Awful Announcing spoke with House of Highlights General Manager Doug Bernstein, who discovered Raja and hired him for B/R, about how Bleacher Report is trying to make HoH and Raja a media brand and not just a popular Instagram feed for sports fans in their teens and early 20s. And that starts with Raja, someone Bernstein dared to compare to Bill Simmons, a modern sports media brand-building pioneer.
“He’s just somebody that we’re very lucky to have found that has the ability to go from behind the camera, behind the scenes, to front-facing talent,” Bernstein said. “You knew Bill Simmons first as a kind of anonymous person, The Sports Guy. Then you kind of knew Bill Simmons by name, and then you started to see Bill Simmons in front of the camera. I think Omar’s kind of on a similar trajectory.”
There’s obviously an enormous difference between operating and curating an Instagram account, and Bleacher Report has been trying to prepare Raja by doing run-throughs and practice runs of the show over the last couple of months, Bernstein said.
“He’s a natural at it,” Bernstein said. “If you’ve heard him on podcasts or heard him in interviews before, he kind of has a natural charisma. And that’s something that I think really shows up on camera.”

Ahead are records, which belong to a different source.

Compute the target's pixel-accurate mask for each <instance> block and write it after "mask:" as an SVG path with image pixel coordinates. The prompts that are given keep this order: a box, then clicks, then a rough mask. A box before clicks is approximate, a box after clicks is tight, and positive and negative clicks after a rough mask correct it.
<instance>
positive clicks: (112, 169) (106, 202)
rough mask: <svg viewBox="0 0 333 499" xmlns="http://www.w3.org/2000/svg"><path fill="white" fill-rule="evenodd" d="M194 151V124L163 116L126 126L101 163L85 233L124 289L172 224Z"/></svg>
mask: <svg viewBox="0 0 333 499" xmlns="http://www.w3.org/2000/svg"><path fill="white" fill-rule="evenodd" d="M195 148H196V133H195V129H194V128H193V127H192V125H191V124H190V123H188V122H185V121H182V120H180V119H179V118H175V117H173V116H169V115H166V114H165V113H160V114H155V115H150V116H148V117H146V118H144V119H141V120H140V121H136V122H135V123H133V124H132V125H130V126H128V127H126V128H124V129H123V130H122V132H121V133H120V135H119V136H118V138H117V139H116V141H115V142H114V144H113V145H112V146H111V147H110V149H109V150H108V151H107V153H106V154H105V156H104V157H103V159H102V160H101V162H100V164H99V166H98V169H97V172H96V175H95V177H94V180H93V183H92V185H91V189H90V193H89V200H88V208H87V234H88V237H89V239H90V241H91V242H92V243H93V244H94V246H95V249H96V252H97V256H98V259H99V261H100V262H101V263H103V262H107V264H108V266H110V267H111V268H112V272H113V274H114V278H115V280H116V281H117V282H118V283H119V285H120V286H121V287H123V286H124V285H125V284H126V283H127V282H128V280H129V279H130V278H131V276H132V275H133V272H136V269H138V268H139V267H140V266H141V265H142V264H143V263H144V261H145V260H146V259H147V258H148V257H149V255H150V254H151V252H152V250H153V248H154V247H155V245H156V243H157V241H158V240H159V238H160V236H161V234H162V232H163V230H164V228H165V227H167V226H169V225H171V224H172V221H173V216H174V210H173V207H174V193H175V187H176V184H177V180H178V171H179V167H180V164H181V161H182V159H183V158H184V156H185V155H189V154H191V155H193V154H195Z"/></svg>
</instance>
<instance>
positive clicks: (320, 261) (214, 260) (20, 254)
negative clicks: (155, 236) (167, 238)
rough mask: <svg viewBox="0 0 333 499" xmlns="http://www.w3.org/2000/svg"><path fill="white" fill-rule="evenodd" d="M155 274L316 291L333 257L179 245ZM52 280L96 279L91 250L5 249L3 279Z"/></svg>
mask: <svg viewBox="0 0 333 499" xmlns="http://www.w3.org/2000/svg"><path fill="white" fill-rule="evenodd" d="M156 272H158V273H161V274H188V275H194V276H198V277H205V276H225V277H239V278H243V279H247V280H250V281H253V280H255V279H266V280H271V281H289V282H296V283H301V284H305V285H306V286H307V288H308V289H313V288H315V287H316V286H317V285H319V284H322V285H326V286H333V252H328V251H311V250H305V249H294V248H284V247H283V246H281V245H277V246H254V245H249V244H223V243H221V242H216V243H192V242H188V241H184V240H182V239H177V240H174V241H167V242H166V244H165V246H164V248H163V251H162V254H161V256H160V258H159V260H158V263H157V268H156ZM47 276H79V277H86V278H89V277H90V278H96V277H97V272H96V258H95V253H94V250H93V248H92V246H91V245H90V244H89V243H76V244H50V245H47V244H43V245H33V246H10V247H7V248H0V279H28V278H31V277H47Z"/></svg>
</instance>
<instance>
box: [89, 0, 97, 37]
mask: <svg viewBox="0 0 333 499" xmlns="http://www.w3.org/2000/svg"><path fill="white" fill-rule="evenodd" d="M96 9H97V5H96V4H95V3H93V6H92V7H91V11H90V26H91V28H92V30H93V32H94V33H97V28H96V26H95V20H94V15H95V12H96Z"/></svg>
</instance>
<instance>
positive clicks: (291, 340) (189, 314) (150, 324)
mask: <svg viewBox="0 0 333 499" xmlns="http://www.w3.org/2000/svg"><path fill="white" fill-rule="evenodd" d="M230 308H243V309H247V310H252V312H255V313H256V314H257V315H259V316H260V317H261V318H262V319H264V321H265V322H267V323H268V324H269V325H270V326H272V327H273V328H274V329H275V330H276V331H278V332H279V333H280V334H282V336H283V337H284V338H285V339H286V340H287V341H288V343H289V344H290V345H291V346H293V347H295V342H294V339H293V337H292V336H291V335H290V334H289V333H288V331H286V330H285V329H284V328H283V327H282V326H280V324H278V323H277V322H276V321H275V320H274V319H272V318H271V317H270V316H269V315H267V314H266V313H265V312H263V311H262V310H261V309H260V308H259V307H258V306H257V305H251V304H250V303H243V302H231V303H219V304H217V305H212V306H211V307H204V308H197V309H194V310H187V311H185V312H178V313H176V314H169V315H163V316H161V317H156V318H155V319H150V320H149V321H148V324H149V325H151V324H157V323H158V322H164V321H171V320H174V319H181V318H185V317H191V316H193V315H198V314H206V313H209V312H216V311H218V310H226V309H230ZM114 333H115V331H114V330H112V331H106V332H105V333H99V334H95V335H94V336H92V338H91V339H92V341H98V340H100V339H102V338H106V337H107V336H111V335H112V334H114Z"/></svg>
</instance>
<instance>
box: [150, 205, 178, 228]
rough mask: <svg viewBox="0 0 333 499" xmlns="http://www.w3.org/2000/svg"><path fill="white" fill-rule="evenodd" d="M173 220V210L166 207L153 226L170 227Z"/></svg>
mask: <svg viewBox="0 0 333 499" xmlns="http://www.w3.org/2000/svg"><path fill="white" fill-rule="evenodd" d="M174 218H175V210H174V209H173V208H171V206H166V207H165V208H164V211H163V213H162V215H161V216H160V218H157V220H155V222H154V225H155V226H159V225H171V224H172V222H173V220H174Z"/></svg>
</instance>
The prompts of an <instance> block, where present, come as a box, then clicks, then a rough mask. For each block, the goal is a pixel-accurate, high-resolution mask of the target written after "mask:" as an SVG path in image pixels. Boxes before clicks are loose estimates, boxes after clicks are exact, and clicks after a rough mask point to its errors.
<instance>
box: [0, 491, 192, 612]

In running the Instagram feed, Raja’s been forced to write witty and clever captions, ideas and reactions to games and news as it’s happening, Bernstein said, forcing him to be on his toes for the past four or five years.
“And while writing captions is funny, being relatable is something that definitely translates, and it’s something he’s definitely been honing,” Bernstein said.
Over time, Raja appeared more on HoH’s Instagram stories and then continued in front of the camera for some branded content.
The Twitter Live show, with McDonald’s as the presenting sponsor, isn’t trying to be a traditional host-analyst-guest setup and is more about “taking the audience and the celebrity into the world of House of Highlights and enjoying that fun atmosphere,” Bernstein said.
Young is expected to be on the show for 45-60 minutes, talking about HoH, the NBA, the TNT early game, and whatever else is going on in sports. Bernstein thinks the show, which will be on one Thursday night each month, is perfectly suited to be a user’s second screen to go with an NBA game or Thursday Night Football.
“If you’re watching that TNT game and you’re a real basketball fan, you’re most likely going to be on Twitter following the action on your second screen,” Bernstein said.
The second screen live show will be in direct competition with another Turner-owned offering, Kevin Garnett’s Area 21 show. But Bernstein doesn’t see that as a conflict, and hopes that people will turn to TNT and Area 21 after the B/R show ends.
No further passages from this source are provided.